Opposition camp has been struggling to remain united

Redazione Ansa

(ANSA-AFP) - BELGRADE, MAY 31 - Nearly six months after a string of irregularities and accusations of fraud marred local polls in the Serbian capital, Belgrade on Sunday will hold a new round of voting in municipal elections. President Aleksandar Vucic's Serbian Progressive Party (SNS) is heading into the contest with momentum, while the opposition camp has been struggling in recent months to remain united. The loose coalition of opposition parties and candidates that ran under the "Serbia Against Violence" banner during elections in December proved a tough competitor to the SNS and its coalition partners in Belgrade. The capital city remained an outlier in the contest, which saw the SNS and its allies secure a commanding victory during parliamentary polls held on the same day. The opposition secured 43 out of the 110 seats in the Belgrade municipal council compared to the 49 won by the SNS.
    But after weeks negotiating, the SNS was unable to form a city government and a fresh round of elections were announced in March. Following December's elections, a team of international observers slammed the contest over a string of "irregularities", including "vote buying" and "ballot box stuffing", after the opposition accused the ruling party of committing voter fraud.
    Thousands subsequently rallied in front of government offices in a series of protests that rattled the capital for weeks.

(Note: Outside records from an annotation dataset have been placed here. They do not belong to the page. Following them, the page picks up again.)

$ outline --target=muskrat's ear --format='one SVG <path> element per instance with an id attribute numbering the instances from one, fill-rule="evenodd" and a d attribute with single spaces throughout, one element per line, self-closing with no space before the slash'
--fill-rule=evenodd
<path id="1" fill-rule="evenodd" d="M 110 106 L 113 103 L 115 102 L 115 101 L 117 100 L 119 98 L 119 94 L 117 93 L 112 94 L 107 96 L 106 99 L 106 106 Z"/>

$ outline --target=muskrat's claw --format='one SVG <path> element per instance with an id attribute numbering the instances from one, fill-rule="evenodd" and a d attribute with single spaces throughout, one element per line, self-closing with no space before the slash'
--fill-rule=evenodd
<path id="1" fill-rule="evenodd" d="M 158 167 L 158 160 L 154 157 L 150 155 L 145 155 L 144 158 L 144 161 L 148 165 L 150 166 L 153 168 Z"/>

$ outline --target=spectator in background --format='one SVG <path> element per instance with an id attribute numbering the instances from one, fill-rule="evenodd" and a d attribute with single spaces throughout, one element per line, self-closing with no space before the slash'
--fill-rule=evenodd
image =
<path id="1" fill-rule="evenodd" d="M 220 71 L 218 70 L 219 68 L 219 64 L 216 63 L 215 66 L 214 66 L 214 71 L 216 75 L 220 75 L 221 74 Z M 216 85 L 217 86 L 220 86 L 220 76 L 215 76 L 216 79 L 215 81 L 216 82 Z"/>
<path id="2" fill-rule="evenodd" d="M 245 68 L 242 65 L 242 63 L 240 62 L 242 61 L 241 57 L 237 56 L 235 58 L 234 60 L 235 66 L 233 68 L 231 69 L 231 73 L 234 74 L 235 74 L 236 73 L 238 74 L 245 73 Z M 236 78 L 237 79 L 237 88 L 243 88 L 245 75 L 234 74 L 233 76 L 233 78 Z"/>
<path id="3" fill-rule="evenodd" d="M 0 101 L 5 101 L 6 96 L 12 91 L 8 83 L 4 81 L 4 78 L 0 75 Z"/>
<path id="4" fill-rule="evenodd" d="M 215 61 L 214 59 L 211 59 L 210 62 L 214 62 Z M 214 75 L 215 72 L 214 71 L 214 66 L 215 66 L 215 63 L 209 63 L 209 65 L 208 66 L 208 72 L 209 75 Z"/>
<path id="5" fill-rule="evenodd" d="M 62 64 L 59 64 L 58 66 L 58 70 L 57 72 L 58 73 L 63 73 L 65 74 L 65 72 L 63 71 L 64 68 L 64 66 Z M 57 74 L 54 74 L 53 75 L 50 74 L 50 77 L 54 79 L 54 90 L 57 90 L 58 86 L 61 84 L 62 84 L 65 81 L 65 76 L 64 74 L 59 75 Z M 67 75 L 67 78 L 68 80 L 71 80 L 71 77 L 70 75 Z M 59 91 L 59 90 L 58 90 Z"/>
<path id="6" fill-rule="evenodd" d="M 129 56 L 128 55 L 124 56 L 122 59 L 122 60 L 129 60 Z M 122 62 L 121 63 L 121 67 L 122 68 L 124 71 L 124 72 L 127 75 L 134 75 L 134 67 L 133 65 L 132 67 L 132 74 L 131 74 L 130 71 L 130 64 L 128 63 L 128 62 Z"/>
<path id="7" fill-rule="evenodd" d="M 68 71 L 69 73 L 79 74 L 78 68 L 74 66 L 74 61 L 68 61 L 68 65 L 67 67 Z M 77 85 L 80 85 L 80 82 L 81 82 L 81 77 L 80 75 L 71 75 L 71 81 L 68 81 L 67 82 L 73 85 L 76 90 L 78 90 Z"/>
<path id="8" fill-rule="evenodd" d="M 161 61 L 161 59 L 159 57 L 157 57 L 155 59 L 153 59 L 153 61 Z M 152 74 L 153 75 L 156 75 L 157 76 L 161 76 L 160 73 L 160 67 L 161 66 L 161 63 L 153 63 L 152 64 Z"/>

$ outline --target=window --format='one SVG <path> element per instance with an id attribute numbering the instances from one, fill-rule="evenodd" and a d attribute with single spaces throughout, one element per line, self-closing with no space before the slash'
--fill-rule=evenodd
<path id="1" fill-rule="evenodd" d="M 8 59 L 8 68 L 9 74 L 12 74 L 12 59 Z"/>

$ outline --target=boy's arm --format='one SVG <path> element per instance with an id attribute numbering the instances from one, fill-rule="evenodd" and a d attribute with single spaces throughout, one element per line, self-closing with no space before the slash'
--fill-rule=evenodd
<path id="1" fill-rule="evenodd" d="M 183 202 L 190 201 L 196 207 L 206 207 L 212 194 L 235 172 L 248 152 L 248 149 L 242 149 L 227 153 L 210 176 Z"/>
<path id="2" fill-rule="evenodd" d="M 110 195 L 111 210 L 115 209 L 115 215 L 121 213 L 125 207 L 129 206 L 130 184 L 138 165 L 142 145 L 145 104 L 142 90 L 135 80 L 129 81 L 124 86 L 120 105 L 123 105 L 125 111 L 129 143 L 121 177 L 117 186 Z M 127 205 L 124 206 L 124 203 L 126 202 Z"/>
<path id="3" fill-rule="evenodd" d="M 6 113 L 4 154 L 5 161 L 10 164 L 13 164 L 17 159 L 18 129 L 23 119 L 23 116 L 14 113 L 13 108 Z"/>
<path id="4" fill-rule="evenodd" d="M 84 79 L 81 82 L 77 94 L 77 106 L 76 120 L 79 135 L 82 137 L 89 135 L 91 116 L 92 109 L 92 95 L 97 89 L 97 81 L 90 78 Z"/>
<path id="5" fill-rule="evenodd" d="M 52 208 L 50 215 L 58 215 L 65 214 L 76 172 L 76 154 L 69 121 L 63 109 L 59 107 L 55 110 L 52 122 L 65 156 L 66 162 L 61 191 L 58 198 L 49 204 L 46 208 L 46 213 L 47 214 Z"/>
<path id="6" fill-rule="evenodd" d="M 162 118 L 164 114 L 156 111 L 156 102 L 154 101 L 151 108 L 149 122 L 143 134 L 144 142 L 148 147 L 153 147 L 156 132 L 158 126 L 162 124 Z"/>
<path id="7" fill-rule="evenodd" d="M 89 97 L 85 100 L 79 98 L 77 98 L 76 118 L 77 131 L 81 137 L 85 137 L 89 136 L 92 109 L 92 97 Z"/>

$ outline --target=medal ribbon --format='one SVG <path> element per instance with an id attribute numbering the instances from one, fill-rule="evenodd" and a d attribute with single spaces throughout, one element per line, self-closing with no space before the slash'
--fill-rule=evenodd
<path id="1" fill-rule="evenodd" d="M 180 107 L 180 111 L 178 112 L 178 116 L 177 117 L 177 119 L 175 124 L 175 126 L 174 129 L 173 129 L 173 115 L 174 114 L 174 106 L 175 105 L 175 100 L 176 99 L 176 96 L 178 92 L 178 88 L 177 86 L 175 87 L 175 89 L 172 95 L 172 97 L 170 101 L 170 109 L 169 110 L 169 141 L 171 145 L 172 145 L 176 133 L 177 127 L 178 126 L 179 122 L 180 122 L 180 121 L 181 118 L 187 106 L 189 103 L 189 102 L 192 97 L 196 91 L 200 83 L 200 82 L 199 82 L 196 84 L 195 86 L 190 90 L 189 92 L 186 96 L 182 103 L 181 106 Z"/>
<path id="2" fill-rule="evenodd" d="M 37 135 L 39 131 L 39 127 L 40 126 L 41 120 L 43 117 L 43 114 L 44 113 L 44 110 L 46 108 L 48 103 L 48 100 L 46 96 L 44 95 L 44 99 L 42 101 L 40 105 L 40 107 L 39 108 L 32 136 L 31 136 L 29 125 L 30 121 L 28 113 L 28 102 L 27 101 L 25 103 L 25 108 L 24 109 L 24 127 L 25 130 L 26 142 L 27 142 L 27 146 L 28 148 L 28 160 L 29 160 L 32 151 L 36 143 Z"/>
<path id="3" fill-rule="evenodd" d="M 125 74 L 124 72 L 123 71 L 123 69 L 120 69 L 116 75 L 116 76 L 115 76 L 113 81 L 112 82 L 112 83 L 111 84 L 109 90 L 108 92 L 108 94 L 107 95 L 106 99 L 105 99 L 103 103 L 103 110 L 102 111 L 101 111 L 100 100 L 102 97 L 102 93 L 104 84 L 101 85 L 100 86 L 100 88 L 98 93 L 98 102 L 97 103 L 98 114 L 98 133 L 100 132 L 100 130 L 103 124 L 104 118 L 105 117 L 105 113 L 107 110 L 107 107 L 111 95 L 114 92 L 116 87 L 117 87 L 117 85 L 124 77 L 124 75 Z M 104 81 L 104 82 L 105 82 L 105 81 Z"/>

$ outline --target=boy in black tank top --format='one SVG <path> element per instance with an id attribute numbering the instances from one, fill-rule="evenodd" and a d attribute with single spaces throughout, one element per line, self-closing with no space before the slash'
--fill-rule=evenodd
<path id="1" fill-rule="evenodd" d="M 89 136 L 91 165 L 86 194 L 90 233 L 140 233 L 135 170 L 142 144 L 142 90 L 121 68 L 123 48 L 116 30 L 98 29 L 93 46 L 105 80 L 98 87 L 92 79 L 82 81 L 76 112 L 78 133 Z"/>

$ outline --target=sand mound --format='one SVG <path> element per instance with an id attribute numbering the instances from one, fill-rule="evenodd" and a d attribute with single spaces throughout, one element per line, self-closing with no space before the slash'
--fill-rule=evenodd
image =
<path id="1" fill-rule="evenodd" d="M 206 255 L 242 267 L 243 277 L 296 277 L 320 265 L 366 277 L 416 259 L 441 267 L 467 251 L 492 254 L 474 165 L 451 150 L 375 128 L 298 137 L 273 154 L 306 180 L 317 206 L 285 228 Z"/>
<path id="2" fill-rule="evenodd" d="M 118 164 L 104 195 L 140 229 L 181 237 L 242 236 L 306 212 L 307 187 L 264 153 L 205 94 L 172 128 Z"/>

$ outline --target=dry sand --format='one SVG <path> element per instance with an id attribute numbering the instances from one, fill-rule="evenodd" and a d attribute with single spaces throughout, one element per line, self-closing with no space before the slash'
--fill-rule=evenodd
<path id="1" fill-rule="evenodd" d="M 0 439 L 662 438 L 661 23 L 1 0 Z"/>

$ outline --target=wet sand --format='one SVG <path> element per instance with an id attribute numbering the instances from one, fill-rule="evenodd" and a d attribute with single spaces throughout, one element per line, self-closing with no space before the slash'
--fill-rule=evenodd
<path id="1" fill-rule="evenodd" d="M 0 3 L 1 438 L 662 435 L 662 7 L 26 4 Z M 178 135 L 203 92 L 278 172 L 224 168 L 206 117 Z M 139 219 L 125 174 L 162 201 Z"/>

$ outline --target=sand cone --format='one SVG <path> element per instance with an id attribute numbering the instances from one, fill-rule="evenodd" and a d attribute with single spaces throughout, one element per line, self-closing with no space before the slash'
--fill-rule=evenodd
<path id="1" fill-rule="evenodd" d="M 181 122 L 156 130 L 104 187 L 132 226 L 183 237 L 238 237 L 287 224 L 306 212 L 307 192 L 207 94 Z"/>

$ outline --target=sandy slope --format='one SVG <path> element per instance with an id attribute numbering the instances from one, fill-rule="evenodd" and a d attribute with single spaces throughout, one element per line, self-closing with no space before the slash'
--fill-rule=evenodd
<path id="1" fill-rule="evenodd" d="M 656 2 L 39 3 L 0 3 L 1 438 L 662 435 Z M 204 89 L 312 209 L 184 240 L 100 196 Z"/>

    Serbia's top court rejected an opposition move to have the vote annulled. - 'Missed opportunity' - The opposition, however, has struggled to hold the line, with arguments over the name of the coalition and possible boycotts creating divisions. "The opposition is in a bad shape and we can say it's a missed opportunity," Nikola Burazer, a Belgrade-based political analyst, told AFP. Ahead of the vote, Vucic has campaigned on an ultranationalist message to rally his base, already angered by last week's vote at the UN General Assembly to establish an annual day of remembrance for the 1995 Srebrenica genocide. The president was present for the vote in New York, where draped in a Serbia flag he slammed the resolution, saying it would "open old wounds and that will create complete political havoc". "I came to support Aleksandar Vucic in every way," said pensioner Sladjana Merdjic before a rally in Belgrade on Tuesday, where attendees wore shirts that read: "We are not a genocidal people". To curb potential fraud, a law backed by the opposition was passed this month, prohibiting anyone who has moved in the last year from voting in their new constituency. The measures follow accusations in December that Serbs from neighbouring Bosnia were bused into Belgrade to cast votes illegally. The Serbia Against Violence movement was formed in the wake of back-to-back mass shootings in the country last year, which spurred hundreds of thousands to take to the streets in demonstrations that morphed into anti-government protests over several months. Vucic has repeatedly dismissed his critics and the protests as a foreign plot, warning that Serbia would be directionless without his leadership. (ANSA-AFP).